Om je instrumenten met een audio mixer te verbinden, heb je de juiste kabels nodig. De meeste instrumenten worden aangesloten via een jack-kabel of een XLR-kabel. Zorg ervoor dat je de juiste ingangen op de mixer gebruikt, en check of je die kanalen ook goed hebt ingesteld. Als je meerdere instrumenten hebt, is het handig om te weten hoe je ze kunt afwisselen en de levels goed kunt regelen voor een optimaal geluid.
Analoge mixers werken met echte elektronische componenten en signalen, terwijl digitale mixers het geluid digitaal verwerken. Dit betekent dat digitale mixers vaak meer flexibiliteit bieden, zoals het opslaan van presets en effecten, terwijl analoge mixers meestal eenvoudiger zijn in gebruik en een 'warmere' klank kunnen produceren. Het hangt af van je voorkeuren en waarvoor je de mixer wilt gebruiken.
Bij het kiezen van een audio mixer voor live optredens, moet je letten op het aantal kanalen, de kwaliteit van de voorversterkers en de mogelijkheid om effecten toe te voegen. Je wilt ook dat de mixer gebruiksvriendelijk is, zodat je snel kunt schakelen tussen nummers of artiesten. Daarnaast is een robuuste bouwkwaliteit belangrijk, vooral als je de mixer vaak vervoert.
Om de geluidskwaliteit te verbeteren met een mixer, is het belangrijk om goed gebruik te maken van de gelijkvormige instellingsmogelijkheden. Experimenteer met de EQ-instellingen om de balans tussen hoge, midden en lage frequenties te vinden die voor jouw geluid het beste werkt. Daarnaast is het goed om het volume goed te balanceren tussen de verschillende kanalen, zodat alles goed samengaat zonder vervorming.

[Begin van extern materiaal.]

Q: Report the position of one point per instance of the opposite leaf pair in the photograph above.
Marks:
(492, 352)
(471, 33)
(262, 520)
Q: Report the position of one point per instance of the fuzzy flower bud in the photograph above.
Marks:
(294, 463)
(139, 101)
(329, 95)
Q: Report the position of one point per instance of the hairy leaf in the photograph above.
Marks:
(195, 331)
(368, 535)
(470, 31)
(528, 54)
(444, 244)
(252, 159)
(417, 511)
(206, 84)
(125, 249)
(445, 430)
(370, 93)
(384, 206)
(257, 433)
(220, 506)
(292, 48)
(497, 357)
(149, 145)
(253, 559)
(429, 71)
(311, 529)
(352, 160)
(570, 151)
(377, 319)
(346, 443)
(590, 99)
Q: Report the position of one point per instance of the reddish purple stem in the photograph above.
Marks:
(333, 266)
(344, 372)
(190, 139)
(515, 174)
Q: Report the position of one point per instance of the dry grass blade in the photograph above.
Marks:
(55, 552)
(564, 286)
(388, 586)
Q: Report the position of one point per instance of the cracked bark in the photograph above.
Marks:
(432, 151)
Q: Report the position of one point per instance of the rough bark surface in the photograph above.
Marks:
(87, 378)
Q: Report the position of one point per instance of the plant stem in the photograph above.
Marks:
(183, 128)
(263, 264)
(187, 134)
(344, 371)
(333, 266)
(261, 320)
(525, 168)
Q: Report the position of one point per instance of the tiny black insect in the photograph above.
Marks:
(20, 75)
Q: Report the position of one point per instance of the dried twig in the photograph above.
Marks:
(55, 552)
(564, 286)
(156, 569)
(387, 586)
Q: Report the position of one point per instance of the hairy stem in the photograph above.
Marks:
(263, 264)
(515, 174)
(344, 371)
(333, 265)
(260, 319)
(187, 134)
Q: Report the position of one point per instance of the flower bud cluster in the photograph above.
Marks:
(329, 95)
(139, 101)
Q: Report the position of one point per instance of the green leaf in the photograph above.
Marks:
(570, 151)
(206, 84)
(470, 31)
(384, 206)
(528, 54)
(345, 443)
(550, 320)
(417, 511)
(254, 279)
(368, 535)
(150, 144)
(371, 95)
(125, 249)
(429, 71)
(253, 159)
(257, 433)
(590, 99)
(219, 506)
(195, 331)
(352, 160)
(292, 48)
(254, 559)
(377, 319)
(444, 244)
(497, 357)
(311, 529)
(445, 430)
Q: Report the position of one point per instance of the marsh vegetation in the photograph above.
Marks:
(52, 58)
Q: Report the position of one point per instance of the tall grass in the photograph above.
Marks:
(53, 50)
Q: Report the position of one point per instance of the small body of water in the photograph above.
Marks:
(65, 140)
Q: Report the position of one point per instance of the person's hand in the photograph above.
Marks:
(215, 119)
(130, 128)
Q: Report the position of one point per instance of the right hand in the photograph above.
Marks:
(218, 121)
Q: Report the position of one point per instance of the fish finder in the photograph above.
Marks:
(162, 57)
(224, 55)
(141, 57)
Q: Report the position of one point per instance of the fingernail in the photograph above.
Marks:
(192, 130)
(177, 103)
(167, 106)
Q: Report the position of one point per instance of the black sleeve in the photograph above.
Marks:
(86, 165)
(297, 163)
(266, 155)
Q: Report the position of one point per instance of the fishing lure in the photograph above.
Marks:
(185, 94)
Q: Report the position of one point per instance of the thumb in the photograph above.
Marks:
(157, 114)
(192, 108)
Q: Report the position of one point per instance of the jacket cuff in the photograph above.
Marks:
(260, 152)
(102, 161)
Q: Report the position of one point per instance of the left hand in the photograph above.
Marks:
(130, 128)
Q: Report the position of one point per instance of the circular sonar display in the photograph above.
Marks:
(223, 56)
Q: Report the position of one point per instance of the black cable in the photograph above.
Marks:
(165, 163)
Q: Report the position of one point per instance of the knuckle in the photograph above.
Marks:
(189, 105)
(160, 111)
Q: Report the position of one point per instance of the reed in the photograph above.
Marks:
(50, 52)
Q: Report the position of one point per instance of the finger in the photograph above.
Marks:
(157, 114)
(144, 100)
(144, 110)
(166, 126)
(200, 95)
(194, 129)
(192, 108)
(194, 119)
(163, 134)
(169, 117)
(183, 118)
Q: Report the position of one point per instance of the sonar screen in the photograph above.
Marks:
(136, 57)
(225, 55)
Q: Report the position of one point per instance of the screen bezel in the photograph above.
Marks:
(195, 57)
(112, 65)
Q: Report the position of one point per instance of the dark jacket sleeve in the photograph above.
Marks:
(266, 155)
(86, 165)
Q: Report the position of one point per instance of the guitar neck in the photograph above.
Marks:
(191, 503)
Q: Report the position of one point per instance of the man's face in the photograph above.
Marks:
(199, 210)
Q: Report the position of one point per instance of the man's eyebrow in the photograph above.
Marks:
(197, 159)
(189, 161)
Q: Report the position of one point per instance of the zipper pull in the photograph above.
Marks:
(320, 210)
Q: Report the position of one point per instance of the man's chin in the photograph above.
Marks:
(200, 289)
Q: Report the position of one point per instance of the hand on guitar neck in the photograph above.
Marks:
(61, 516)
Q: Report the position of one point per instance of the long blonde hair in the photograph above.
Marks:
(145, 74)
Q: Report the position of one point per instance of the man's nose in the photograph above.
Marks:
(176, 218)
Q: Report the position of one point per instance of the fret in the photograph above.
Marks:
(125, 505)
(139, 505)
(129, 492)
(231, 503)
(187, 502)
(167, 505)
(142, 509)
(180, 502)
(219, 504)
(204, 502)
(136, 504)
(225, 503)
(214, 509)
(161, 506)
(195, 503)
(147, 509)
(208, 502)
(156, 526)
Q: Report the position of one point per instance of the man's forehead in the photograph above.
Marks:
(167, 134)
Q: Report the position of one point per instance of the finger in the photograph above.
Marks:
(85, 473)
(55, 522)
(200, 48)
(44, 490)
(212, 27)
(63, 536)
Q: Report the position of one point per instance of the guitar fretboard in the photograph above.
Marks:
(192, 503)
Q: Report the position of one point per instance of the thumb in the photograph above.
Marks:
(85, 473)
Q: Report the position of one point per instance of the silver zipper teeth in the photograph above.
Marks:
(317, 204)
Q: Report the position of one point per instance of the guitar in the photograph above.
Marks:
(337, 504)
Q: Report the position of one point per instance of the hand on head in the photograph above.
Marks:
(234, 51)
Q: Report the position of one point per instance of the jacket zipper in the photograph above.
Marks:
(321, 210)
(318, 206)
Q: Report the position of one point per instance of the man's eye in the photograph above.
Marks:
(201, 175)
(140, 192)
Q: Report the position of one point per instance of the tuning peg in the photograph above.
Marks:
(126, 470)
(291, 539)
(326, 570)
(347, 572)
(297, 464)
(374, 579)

Een veelvoorkomende fout is het niet goed afstellen van de niveaus, wat kan leiden tot vervorming of te stille geluiden. Ook vergeten mensen vaak om de EQ-instellingen aan te passen voor hun specifieke geluid, waardoor het geheel niet goed klinkt. Tot slot is het belangrijk om je mixer goed te leren kennen en regelmatig te oefenen, zodat je tijdens optredens vlot kunt schakelen.